Streamlining Kubernetes Monitoring: Custom Tools for Log Analysis and Resource Checking

In the ever-evolving landscape of DevOps, effectively monitoring and troubleshooting Kubernetes clusters remains a critical challenge. While there are numerous monitoring solutions available, sometimes you need tools tailored to your specific needs. In this article, we'll explore two custom Python scripts we've developed to enhance our Kubernetes monitoring capabilities: a Log Analyzer and a Resource Checker.

The Challenge

Managing a Kubernetes cluster, especially in production environments, can be complex. Two common pain points are:

  1. Quickly identifying and analyzing errors across multiple pods
  2. Getting a clear picture of resource utilization at both the pod and node level

Our application namespace, which handles critical batch jobs, was experiencing intermittent issues. We needed a way to rapidly diagnose problems and ensure our resources were allocated efficiently.

The Solution: Custom Monitoring Scripts

To address these challenges, we developed two Python scripts:

  1. k8s_log_analyzer.py: For analyzing ERROR logs across all pods in a namespace
  2. k8s_resource_checker.py: For checking resource utilization of pods and nodes

Let's dive into each of these tools and see how they can help streamline your Kubernetes monitoring.

Log Analyzer (k8s_log_analyzer.py)

This script focuses on ERROR-level logs, providing a quick way to identify issues across your entire namespace.

Key features:

  • Retrieves ERROR logs from all pods in the specified namespace
  • Provides a count of errors per pod
  • Shows an error timeline, helping identify error patterns over time
  • Displays detailed error messages for deeper analysis

Here's the full script:

import sys
import subprocess
import re
from collections import defaultdict
from datetime import datetime

def get_pods(namespace):
    try:
        result = subprocess.run(['kubectl', 'get', 'pods', '-n', namespace, '-o', 'jsonpath={.items[*].metadata.name}'], 
                                capture_output=True, text=True, check=True)
        return result.stdout.split()
    except subprocess.CalledProcessError as e:
        print(f"Error getting pods: {e}")
        sys.exit(1)

def get_pod_error_logs(pod_name, namespace):
    try:
        result = subprocess.run(['kubectl', 'logs', '-n', namespace, pod_name, '--tail=1000000'], 
                                capture_output=True, text=True, check=True)
        return [line for line in result.stdout.splitlines() if 'ERROR' in line]
    except subprocess.CalledProcessError as e:
        print(f"Error getting logs for pod {pod_name}: {e}")
        return []

def parse_log_line(line):
    # Adjust this parser based on your actual log format
    match = re.match(r'(\d{4}-\d{2}-\d{2}T\d{2}:\d{2}:\d{2}.\d+Z) ERROR (.+)', line)
    if match:
        timestamp, message = match.groups()
        return {
            'timestamp': timestamp,
            'message': message.strip()
        }
    return None

def analyze_pod_logs(pod_name, namespace):
    errors = defaultdict(int)
    error_timeline = defaultdict(int)
    error_messages = defaultdict(list)

    logs = get_pod_error_logs(pod_name, namespace)

    for line in logs:
        entry = parse_log_line(line)
        if not entry:
            continue

        errors[pod_name] += 1
        hour = datetime.strptime(entry['timestamp'], '%Y-%m-%dT%H:%M:%S.%fZ').strftime('%Y-%m-%d %H:00:00')
        error_timeline[hour] += 1
        error_messages[pod_name].append(entry['message'])

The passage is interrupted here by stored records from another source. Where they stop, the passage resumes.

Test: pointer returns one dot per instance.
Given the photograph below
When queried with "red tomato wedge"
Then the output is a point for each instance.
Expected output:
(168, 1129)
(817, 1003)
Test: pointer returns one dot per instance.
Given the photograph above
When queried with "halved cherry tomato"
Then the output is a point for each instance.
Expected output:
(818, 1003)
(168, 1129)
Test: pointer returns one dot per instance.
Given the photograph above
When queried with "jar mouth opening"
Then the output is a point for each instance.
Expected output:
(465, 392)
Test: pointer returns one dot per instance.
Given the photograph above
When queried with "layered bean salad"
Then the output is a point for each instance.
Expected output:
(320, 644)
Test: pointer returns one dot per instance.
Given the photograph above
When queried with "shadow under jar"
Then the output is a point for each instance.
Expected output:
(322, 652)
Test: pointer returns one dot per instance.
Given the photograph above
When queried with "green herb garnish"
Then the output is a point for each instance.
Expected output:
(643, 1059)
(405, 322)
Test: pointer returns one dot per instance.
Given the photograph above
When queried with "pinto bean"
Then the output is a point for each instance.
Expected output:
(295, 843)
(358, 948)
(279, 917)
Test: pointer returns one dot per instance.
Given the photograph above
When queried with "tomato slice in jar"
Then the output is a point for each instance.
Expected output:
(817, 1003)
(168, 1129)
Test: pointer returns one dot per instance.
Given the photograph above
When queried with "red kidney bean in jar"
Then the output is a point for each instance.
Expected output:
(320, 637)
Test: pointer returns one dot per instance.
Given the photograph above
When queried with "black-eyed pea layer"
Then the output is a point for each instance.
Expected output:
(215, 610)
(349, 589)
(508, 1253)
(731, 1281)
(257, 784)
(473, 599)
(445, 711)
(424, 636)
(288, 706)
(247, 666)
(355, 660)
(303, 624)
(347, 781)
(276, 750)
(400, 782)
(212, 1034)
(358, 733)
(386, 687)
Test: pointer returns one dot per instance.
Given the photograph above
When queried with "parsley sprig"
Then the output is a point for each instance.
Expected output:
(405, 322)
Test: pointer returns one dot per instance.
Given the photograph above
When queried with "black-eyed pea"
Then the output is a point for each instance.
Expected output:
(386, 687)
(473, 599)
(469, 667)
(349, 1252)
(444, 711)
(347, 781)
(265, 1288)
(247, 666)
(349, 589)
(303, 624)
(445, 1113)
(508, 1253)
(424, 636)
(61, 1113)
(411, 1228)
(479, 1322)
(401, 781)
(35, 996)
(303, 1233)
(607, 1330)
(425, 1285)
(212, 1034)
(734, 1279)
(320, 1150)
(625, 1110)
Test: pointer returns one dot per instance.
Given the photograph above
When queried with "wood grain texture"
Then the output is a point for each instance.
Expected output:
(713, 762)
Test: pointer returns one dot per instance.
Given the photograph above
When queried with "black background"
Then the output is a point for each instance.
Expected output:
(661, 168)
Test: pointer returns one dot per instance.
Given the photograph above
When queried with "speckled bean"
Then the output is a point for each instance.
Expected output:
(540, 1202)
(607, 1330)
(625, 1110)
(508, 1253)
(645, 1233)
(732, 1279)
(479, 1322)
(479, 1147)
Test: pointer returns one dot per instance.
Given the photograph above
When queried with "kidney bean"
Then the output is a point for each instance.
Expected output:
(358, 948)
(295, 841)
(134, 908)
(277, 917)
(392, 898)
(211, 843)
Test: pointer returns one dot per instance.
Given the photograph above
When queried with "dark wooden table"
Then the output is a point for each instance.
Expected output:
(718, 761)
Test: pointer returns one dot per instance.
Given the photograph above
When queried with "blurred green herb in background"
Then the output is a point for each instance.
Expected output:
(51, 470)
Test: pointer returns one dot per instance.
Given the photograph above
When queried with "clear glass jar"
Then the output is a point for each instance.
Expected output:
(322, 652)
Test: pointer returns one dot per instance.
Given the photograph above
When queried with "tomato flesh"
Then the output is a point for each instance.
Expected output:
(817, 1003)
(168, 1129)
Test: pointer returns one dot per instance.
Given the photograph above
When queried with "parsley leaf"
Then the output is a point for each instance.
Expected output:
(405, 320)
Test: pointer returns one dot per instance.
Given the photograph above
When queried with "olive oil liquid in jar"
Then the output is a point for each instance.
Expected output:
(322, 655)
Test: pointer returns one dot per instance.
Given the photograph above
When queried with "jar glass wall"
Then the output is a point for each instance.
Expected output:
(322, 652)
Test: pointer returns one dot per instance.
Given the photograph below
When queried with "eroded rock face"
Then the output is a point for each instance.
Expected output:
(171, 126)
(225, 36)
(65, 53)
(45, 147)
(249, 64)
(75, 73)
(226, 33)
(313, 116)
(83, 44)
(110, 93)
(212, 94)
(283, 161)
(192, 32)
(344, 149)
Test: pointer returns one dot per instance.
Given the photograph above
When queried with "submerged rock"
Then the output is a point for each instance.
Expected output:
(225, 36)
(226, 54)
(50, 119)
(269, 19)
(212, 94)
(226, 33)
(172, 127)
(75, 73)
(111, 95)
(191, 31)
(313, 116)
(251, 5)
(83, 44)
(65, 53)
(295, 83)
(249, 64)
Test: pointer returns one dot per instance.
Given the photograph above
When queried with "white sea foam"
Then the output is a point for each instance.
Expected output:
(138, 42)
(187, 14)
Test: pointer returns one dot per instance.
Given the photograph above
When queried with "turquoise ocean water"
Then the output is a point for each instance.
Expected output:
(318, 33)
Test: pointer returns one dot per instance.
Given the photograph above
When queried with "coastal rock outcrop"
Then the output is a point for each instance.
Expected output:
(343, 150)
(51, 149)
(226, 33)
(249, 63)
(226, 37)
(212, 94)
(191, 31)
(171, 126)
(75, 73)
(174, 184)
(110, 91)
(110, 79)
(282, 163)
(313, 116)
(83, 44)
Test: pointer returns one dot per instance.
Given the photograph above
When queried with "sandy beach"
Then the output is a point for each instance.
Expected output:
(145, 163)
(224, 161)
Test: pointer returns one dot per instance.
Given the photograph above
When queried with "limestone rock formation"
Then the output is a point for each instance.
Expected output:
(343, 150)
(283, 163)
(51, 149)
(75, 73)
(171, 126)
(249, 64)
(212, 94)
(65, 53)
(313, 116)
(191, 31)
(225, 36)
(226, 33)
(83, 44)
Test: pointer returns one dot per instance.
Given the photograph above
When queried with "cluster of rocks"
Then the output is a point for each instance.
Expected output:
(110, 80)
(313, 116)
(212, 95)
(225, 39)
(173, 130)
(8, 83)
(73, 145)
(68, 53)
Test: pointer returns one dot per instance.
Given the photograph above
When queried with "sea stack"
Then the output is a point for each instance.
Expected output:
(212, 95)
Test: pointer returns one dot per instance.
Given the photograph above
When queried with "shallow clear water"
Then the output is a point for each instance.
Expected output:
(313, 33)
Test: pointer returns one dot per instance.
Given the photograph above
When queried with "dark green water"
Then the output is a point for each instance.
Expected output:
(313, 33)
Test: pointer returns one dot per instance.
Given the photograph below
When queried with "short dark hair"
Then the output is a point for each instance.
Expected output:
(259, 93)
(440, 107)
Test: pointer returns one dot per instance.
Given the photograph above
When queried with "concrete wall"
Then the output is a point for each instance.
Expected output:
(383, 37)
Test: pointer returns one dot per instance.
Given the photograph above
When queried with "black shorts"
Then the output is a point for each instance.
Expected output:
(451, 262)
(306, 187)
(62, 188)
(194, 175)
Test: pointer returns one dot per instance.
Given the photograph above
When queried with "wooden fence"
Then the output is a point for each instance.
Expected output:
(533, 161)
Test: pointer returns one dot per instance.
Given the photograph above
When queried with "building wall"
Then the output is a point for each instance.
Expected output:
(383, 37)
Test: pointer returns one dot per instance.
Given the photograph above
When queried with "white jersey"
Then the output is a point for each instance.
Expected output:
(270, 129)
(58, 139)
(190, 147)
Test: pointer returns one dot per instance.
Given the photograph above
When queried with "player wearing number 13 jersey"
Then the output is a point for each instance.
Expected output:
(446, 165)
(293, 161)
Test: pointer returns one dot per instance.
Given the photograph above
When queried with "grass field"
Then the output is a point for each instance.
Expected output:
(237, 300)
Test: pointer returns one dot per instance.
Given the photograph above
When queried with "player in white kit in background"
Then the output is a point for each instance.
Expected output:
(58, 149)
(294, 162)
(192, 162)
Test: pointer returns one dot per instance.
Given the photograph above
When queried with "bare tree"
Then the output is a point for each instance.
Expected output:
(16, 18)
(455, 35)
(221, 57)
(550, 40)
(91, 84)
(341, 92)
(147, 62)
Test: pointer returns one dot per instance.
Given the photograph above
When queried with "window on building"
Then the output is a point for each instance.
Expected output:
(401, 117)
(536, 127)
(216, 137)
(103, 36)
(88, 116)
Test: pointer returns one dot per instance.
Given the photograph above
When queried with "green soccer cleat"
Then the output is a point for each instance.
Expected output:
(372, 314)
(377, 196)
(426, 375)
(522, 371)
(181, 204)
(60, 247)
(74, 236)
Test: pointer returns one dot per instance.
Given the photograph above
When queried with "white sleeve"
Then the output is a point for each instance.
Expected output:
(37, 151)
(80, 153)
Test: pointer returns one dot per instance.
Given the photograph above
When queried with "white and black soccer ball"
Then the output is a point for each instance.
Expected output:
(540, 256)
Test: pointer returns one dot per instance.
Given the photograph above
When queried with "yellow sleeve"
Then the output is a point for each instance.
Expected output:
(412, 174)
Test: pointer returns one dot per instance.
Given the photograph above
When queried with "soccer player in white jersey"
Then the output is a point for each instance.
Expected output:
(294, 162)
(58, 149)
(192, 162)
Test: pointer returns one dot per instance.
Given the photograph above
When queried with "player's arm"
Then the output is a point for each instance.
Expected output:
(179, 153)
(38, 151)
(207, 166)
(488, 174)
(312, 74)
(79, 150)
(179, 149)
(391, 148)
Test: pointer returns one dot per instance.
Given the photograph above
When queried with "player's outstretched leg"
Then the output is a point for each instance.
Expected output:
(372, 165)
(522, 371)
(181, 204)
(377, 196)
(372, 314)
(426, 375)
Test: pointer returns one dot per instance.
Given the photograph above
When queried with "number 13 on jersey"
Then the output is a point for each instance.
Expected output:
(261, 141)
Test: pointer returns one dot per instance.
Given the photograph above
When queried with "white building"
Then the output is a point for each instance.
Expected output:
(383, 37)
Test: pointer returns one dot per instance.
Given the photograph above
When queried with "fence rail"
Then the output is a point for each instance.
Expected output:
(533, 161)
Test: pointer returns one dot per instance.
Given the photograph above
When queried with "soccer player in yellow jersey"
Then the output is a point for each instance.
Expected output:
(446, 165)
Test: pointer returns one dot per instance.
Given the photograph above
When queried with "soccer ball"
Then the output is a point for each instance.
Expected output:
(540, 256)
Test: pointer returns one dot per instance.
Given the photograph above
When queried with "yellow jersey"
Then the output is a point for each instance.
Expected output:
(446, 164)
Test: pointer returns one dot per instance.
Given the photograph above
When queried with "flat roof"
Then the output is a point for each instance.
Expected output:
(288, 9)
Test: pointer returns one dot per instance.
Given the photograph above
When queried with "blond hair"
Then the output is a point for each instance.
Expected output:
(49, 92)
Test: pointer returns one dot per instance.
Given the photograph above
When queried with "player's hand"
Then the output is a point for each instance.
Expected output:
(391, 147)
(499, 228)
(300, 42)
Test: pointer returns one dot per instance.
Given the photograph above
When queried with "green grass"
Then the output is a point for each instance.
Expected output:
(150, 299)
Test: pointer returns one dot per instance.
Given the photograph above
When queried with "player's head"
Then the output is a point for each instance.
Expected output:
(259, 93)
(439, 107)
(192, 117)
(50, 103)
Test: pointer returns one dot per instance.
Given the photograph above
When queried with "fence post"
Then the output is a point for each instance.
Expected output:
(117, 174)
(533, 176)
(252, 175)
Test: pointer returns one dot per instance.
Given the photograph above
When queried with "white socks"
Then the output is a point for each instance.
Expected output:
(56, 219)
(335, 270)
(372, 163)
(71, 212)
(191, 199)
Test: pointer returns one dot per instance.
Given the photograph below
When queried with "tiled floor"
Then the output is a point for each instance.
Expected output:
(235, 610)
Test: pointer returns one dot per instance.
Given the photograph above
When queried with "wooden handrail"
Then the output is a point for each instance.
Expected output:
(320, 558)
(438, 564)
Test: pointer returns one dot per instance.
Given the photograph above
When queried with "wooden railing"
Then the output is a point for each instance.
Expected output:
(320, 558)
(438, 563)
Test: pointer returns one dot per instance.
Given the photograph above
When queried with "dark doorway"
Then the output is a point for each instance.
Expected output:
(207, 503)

    return errors, error_timeline, error_messages

def analyze_logs(namespace):
    total_errors = defaultdict(int)
    total_error_timeline = defaultdict(int)
    total_error_messages = defaultdict(list)

    pods = get_pods(namespace)

    for pod in pods:
        errors, error_timeline, error_messages = analyze_pod_logs(pod, namespace)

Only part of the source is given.